05

1.4K 113 32
                                    

Happt reading.
Typo koreksi ya...

____

"Aku mohon maafin Mas Bram. Aku mohon."

"Bella." Lidah Clarissa tercekat kelu, pandangannya berkabut oleh bulir-bulir air mata yang mulai membendung di kedua bola mata indahnya. Bella perempuan yang masih ia anggap sahabatnya itu tengah menangis dan meminta maaf atas apa yang telah terjadi.

Clarissa tidak suka. Karena semua bukan salah Bella. Tapi salah laki-laki itu yang sudah menyakiti dirinya dan juga keluarganya. Clarissa tidak membenci Bella, tapi ia juga tidak mau Bella membela laki-laki yang bahkan sudah menyakiti sahabatnya.

"Aku sudah kehilangan anak aku Cla. Aku cinta Mas Bram. Aku cinta dia. Aku nggak mau kehilangan lagi."

Deg.

Mata Clarissa membola melebar pada wanita di depannya dengan pandangan kaget.

"Bel--kamu." Wanita di kursi itu mendongak hidungnya memerah, pipinya basah matanya pun sembab. Keadaan sangat kacau.

"Aku pernah hamil Cla. Hiks. Aku.. sekarang.. hiks sudah kehilangannya... semua salah aku hiks... Mas Bram tidak menginginkan anak kami hiks. Dia--dia membunuhnya Cla." Syok. Clarissa menutup mulutnya dengan kedua telapak tangannya. Tubuhnya gemetar, Clarissa menjatuhkan lututnya dan memandang sahabatnya dengan perasaan campur aduk. Sebulir air matanya jatuh ikut mengalir setelah mendengar ucapan sahabatnya.

"Bella. Kenapa kamu kenapa kamu tahan ini sendirian. Kenapa kenapa kamu nggak ada cerita. Ya Tuhan."

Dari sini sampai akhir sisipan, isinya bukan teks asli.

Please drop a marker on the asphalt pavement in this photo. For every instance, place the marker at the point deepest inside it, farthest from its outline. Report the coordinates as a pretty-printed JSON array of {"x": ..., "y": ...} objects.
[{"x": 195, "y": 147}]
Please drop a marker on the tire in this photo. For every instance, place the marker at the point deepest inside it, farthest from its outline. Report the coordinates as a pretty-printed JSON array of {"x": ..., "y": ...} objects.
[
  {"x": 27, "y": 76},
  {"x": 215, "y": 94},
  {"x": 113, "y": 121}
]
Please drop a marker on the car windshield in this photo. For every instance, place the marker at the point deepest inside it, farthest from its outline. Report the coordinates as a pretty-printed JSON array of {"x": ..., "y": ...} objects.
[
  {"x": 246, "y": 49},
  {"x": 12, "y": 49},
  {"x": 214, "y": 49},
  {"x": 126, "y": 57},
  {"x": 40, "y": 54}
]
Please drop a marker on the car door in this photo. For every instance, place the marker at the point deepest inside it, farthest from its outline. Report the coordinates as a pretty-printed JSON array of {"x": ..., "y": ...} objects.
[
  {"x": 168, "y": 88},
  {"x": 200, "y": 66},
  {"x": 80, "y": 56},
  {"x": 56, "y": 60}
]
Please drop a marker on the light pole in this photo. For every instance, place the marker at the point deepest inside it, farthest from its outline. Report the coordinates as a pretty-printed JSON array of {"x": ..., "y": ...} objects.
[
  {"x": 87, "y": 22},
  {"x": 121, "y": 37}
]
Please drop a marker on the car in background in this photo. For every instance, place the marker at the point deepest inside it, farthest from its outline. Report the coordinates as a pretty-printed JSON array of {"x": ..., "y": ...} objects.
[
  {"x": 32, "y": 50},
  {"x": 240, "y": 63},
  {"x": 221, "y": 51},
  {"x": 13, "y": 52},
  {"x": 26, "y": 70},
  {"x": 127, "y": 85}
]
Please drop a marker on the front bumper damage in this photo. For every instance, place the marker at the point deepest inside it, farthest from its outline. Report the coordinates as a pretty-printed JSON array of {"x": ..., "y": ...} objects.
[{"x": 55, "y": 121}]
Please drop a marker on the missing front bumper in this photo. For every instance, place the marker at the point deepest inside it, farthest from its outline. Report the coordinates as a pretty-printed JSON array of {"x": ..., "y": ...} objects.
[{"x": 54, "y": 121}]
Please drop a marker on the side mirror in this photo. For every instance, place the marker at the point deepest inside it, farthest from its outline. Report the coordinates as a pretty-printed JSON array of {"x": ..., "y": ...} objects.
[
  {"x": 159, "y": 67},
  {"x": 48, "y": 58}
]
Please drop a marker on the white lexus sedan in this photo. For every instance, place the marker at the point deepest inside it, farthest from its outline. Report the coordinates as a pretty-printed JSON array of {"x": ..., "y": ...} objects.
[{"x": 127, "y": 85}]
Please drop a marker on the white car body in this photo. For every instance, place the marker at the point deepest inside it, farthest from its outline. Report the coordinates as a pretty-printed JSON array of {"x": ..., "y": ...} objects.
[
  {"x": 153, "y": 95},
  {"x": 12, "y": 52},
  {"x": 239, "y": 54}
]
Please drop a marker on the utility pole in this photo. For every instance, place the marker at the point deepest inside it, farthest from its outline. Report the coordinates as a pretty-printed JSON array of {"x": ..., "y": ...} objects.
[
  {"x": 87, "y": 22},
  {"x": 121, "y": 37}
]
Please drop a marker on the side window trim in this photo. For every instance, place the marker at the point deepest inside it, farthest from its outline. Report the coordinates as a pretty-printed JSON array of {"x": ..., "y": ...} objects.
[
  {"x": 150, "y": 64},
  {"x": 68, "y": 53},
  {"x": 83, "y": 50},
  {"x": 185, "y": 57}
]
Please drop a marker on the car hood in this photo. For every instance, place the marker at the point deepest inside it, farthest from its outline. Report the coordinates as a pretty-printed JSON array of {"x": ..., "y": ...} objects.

Bella menangis kembali untuk kesekian kalinya, luka lamanya belum kering sejak kepergian calon buah hatinya kembali menganga. Sekarang ia juga harus menerima fakta bahwa Bram lah pelaku yang berniat mencelakai Clarissa mantan sahabatnya.

"Aku--."

"BELLA AKU INI SAHABAT KAMU. ASTAGA YA TUHAN BELLA. KAMU BISA CERITA SAMA AKU. AKU TETAP SAHABAT KAMU BELLA."

Bella tertegun. Ia merunduk dalam, tidak berani menatap wajah Clarissa sampai isakan menyayat hati itu kembali memenuhi sekitar keduanya.

"Bel. Jangan kamu pendam sendiri. Cerita sama aku. Aku peduli sama kamu Bel."

Tubuh Bella bergetar hebat, bahunya berguncang naik-turun tidak beraturan.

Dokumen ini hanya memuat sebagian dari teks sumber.